Unfortunately for Phillies, the Bench Will Play Crucial Role

Dan ChoContributor IOctober 21, 2008

The respective benches in the 2008 World Series will play a larger role than usual with the Phillies participating this year. National League teams are constructed with the pitcher's spot in the batting order in mind. They are built for matchups, defensive substitutions, bunting, speed, and other skills that generally go unused in the American League.

That being said, most members of the Phillies' bench have but one or two specific responsibilities. For example, Matt Stairs was quoted after his game changing home run in Game Four of the NLCS that he always swings for the fences. The Phillies know that, Matt Stairs knows that, and that was precisely what he was in the game to do. So Taguchi was not going to be batting in that spot.

With every pitch and at-bat making a potential impact, the Phillies bench will have to play an important role in their success.

So if I were in a fantasy baseball draft and had nothing to pick but Phillies bench players, this is the order in which I'd pick them with their respective role(s):

1. Greg Dobbs (3B/OF/LH)

Dobbs is a left-handed, pinch hitting specialist who led the NL in pinch hits this year (22). He is a relatively clutch hitter and was the only Phillies player to bat over .300 (.301).

Granted they were in limited at-bats, but he is still Charlie Manuel's best weapon off the bench (6-for-11 in the playoffs) and could see time at the DH spot during road games depending on the starting pitcher.

Unfortunately, Dobbs is a dramatically weaker hitter against left-handed pitchers (1-for-9 this year) which prevents him from ever becoming a day-to-day starter.

2. Chris Coste (Catcher/RH)

Coste is arguably the best right-handed bat coming off the Phillies bench which isn't saying much.
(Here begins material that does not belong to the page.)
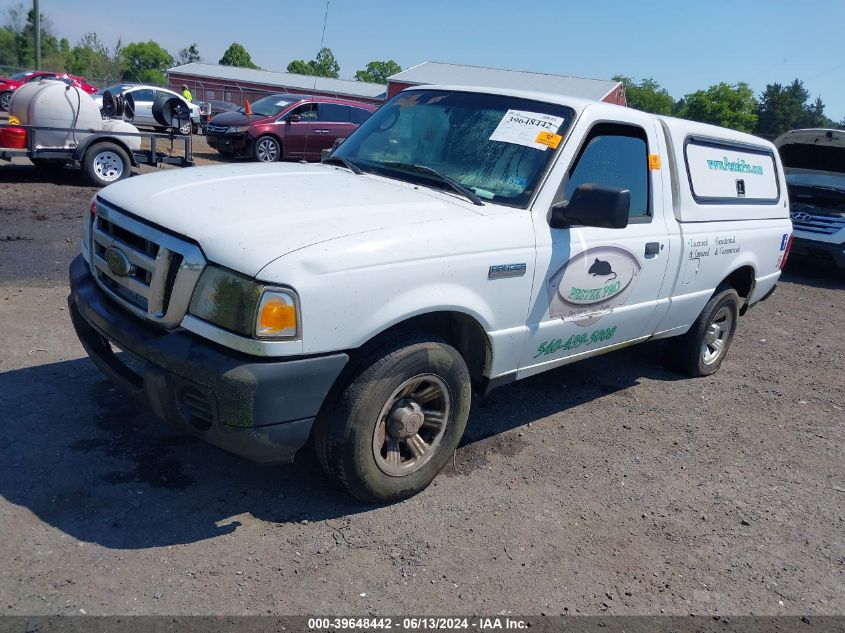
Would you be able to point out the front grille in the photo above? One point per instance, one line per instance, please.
(162, 270)
(815, 223)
This journeyman catcher, who was a rookie at the age of 33, does not strike much fear in opposing pitchers and primarily acts as the back-up catcher for the Phils.

He did not have a single AB during the first two rounds of the playoffs but might be called upon to provide a few solid ABs as the DH against left-handed starters. His hitting prowess is best described as extremely average.

3. Matt Stairs (1B/LH)

Stairs was the hero in Game Four of the NLCS with one swing of the bat. He knocked a 3-1 pitch to deep right field, giving the Phillies the needed runs to pull out the come-from-behind victory. And that's pretty much all he's contributed to the team all year.

Before the playoffs, he had played in a total of 16 games for the Phillies, collecting a whopping five hits. But he's batting 1.000 so far in the playoffs with an equal number of RBI as Ryan Howard (2). He will most likely see ABs as the DH or pinch hitter.

4. Eric Bruntlett (IF/OF/RH)

Bruntlett is the obligatory utility man who can play both infield and outfield. He generally comes in for Pat Burrell in late game situations as a defensive replacement. Typical of utility players, he is a pretty poor hitter with very limited pop. He is a classic NL player and will only be used to play defense or lay down a sacrifice bunt.

5. Geoff Jenkins (OF/LH)

People might remember Jenkins as a pretty solid player for the Milwaukee Brewers who consistently hit 20 plus homers. Well, he's not that player anymore as he's struggled all year with only nine home runs and 29 RBI.

He hasn't seen much time in the playoffs because if he's not hitting he doesn't really contribute anywhere else. Don't count on seeing much more of Jenkins in the World Series unless it’s high-fiving his teammates and providing moral support to Manuel.

6. So Taguchi (OF/RH)

Taguchi is the most worthless member of the Phillies bench. Ironically, he is the only member of the entire team who has a World Series ring. So other than flashing his Cardinals World Series ring around to motivate the players, don't expect for him to contribute much else. The 39-year-old Taguchi no longer has the defense, legs, or hitting to even qualify him as a Bruntlett type utility player.


The DH will play a huge role in the Series as the Phillies cannot pencil in a consistent, everyday hitter for the reasons mentioned above. Also, the meteoric rise of left-handed stud David Price provides extra matchup headaches for Manuel by almost negating Dobbs, Stairs, and Jenkins late in the game.

But Hall of fame GM Pat Gillick has done a fantastic job of putting the necessary pieces around the core group of Phillies. He picked them out of the scrap heaps of his old teams that might not have the desired statistics and athleticism, but they do have the character and moxie required to play in Philadelphia.

One of the six players above will contribute significantly to a win in this year's World Series—whether it is a clutch hit or timely throw.

But it will most likely be the only thing they do all series.